Cuando viajé a Lisboa en 2008 y busqué el rastro de gentes vinculadas a la literatura, hallé los dos mausoleos dedicados a la memoria de los autores portugueses: allí reposaban, entre otros, María Amalia Vaz de Carvalho, Aquilino Ribeiro, Natalia Correia, José Cardoso Pires. Inexperto, busqué a Fernando Pessoa, aquel que dejó escrito «é talvez o último día da minha vida». Supe, posteriormente, o sea, demasiado tarde, como de costumbre, que Fernando Pessoa seguía alimentando su desasosiego en la iglesia de los Jerónimos, un tanto a desmano de mi derrota.

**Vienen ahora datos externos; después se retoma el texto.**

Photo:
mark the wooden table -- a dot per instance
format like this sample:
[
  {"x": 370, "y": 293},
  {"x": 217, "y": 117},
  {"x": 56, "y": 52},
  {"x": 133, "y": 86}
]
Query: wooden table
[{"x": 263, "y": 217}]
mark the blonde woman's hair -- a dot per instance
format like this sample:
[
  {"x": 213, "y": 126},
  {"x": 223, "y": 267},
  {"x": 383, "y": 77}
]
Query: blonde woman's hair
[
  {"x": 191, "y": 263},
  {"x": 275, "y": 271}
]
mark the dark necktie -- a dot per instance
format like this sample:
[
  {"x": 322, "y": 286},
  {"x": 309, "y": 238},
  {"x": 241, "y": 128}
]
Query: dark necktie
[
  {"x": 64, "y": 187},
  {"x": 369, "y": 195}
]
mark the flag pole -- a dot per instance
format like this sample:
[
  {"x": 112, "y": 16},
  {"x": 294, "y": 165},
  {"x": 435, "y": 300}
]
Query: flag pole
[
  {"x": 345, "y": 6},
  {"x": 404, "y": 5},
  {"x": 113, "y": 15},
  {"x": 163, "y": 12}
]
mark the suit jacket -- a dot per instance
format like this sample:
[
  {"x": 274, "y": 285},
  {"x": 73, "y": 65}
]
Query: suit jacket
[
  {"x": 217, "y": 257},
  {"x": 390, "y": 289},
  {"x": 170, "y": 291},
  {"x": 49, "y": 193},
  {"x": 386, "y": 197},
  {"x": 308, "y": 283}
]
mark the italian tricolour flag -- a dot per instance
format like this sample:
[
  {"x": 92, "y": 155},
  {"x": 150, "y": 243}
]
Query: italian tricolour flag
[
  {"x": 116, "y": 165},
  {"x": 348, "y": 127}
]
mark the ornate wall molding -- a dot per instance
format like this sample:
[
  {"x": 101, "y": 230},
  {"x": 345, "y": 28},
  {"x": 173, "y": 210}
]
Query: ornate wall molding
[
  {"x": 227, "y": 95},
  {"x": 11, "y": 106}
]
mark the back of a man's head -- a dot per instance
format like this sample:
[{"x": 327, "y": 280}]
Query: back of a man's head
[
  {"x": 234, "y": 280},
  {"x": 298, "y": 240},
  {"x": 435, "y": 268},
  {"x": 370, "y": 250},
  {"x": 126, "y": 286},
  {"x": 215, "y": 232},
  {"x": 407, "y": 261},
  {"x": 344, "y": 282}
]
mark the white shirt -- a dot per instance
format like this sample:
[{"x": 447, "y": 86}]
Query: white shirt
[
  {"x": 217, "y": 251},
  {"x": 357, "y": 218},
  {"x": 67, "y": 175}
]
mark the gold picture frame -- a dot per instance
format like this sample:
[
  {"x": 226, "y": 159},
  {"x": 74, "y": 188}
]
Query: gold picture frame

Los cementerios, como jardines de Borges, tienen senderos que se bifurcan y, muchas veces, se extravían, nos extravían. Los paseos por los cementerios nos deparan estas sorpresas que en ningún caso provocan hilaridad (hablo del enfático pájaro abstracto de Jean‑Jacques) sino conmiseración, pena, desconsuelo, a veces el sentimiento de que halagamos una vida gris (¿y cuál no lo es?) con monumentos y frases a veces grandilocuentes, a veces certeras, pero siempre innecesarias.
Lo escribió Jorge Luis Borges: «No arriesgue el mármol temerario / gárrulas transgresiones al todopoderoso olvido». Y, sin embargo, contradiciéndose, el mismo Borges, allá en Ginebra, hizo esculpir en su tumba, la 735, una frase en anglosajón, última coquetería del viejo sabio y vanidoso, levemente vanidoso, que parece querer transmitirnos ese postrer destello de la enormidad de sus conocimientos: «And ne forhtedon». Vale decir: no tengáis miedo.
Jorge Luis Borges, como otros tantos artistas, intelectuales, escritores, eligió para descansar una patria ajena, lejos de su tierra. Acaso eso, sin más alharacas, sea el epitafio perfecto. Sin necesidad de palabras, de elogios, de recuerdos, de flores. Esas tres letras definitivas: R.I.P.
Y, sin embargo, todo eso no es la muerte sino literatura acerca de la muerte. Como cantó Georges Brassens parafraseando El cementerio marino de Valery: «la mort, la mort, toujuours recommencée». Y siempre inagotable. Penosa, dolorosamente eterna.